EXCEPTIONS TO THE RULE OF NATURAL
JUSTICE
The rule of fair hearing can be ignored in certain cases like:
Emergency – if a prompt action has to be taken where it is not expedient to hear all
evidence, the rule may be dispensed with.
Confidentiality – confidential documents need not be shown to a party.
Purely administrative matters – in purely administrative actions, it may be expedient to
leave these rules to provide order.
Impracticability – the application of the rules are not feasible in cases of administrative
impracticability.
Interim preventive action – if the order is an interim order and not the final decision, thr
rule may be avoided.
Legislative action – legislative actions are not subject to the rules of natural
justice.
Where no right of the person is infringed – when no statutory or common
law right is infringed, the application of the principle is unnecessary.

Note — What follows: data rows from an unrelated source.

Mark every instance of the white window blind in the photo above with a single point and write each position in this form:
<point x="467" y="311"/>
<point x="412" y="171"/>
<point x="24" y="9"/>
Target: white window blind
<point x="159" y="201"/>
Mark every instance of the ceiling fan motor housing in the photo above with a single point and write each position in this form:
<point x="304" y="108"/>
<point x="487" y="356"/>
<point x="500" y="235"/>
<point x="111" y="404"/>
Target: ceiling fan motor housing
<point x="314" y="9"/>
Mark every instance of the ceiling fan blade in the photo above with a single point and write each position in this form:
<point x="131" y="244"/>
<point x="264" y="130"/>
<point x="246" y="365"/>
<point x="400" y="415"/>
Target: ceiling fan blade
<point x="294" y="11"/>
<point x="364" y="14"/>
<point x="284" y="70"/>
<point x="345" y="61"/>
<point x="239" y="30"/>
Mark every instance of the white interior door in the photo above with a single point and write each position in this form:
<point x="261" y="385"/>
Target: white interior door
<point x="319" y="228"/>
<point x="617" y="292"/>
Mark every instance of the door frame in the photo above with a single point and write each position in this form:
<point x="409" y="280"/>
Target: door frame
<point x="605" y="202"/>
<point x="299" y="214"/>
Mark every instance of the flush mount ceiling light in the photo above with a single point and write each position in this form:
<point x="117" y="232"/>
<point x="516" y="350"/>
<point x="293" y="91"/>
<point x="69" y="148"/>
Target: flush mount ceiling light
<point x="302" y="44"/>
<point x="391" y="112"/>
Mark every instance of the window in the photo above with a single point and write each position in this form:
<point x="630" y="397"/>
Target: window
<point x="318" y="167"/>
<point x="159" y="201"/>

Statutory exception or necessity – cases requiring a quick action, where
only one judge is available, even a biased judge can take the decision and
in such cases, it would not vitiate the administrative action.
Contractual agreement – termination of an agreement does not attract the
principles of natural justice.
Useless formality theory – where there is an undisputed fact and only one
consequence would flow from enquiry, the rule may be avoided.